A ação será julgada na 32Vara Cível de Belo Horizonte. O presidente da Abrabin, Olavo Sales da Silveira, disse que desconhece a ação, mas que o Ministério Público ''vai ter que trabalhar muito para encontrar motivo jurídico para isso''.
Para o promotor Rodrigo Albuquerque, um dos autores da ação, a existência da Abrabin contraria a lei. ''É uma associação que tem finalidade ilícita, na medida que defende os bingos, que é uma atividade ilícita. A Constituição permite a liberdade de associação, mas desde que a atividade não seja ilícita.''
Albuquerque é integrante do Grupo Nacional de Combate ao Crime Organizado, que reúne promotores e procuradores estaduais e federais. O grupo foi criado no ano passado para integrar ações contra o crime organizado em todos os Estados e no Distrito Federal. Entre essas ações estão os fechamentos de bingos que, segundo Albuquerque, têm relações com lavagem de dinheiro.

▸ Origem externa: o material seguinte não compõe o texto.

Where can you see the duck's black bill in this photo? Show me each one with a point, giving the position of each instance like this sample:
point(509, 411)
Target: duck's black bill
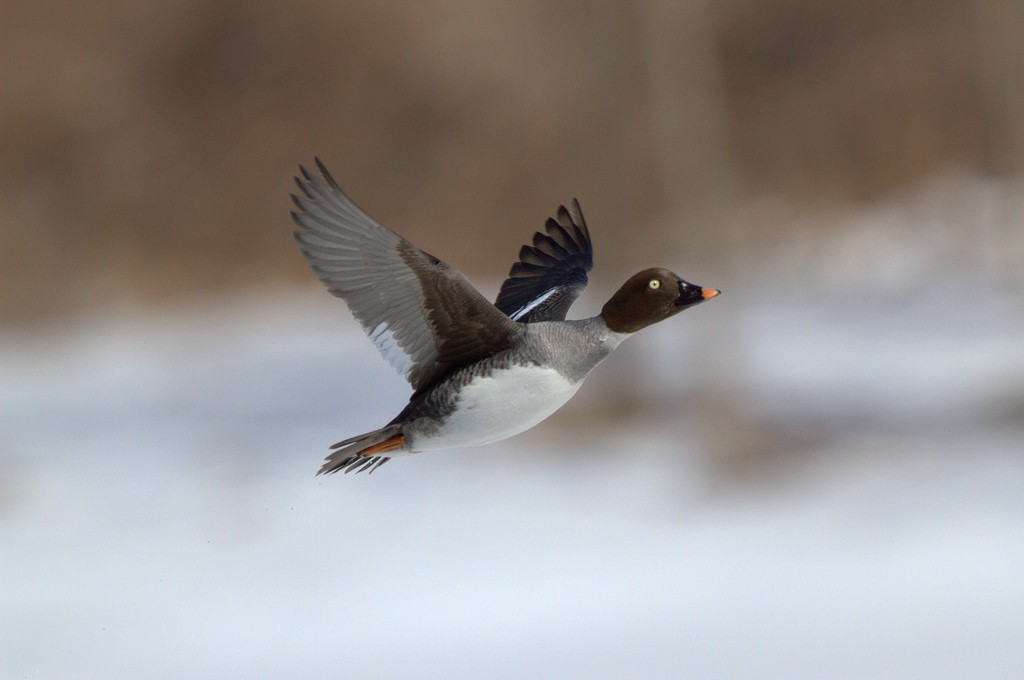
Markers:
point(690, 294)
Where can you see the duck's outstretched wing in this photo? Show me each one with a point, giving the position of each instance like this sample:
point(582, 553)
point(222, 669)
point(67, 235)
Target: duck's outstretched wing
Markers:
point(423, 315)
point(552, 272)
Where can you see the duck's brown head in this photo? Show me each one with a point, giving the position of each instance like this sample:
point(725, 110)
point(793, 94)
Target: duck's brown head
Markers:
point(651, 296)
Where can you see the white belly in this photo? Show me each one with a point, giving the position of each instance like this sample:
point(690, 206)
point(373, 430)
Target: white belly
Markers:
point(495, 408)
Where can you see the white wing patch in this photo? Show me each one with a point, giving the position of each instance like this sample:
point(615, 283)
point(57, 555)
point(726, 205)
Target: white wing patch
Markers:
point(532, 304)
point(388, 346)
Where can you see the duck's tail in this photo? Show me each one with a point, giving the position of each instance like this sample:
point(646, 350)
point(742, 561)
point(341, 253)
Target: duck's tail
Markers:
point(364, 452)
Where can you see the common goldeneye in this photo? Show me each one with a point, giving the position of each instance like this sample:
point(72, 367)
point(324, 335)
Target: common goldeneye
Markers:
point(481, 372)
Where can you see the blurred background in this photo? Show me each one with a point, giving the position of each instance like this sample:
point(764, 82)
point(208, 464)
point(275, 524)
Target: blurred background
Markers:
point(819, 474)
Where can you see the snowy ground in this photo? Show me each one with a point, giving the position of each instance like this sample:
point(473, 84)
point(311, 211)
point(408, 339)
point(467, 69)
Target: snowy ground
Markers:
point(159, 515)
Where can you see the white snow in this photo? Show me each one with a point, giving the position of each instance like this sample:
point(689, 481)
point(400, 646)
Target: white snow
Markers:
point(160, 517)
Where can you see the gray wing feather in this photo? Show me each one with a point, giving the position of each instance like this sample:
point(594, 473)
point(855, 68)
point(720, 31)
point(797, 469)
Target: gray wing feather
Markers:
point(423, 315)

Para Silveira, os bingos não podem ser considerados ilegais, já que a própria Justiça tem concedido liminares permitindo o funcionamento de várias casas. A associação diz que há mil casas de bingo abertas no país e cerca de 40 fechadas, mas que já têm pedidos de liminares na Justiça para reabertura. O Ministério Público diz que está recorrendo das decisões favoráveis aos bingos e que pretende fechar todos os estabelecimentos. ''Os promotores alegam lavagem de dinheiro e nunca comprovaram'', observa Silveira.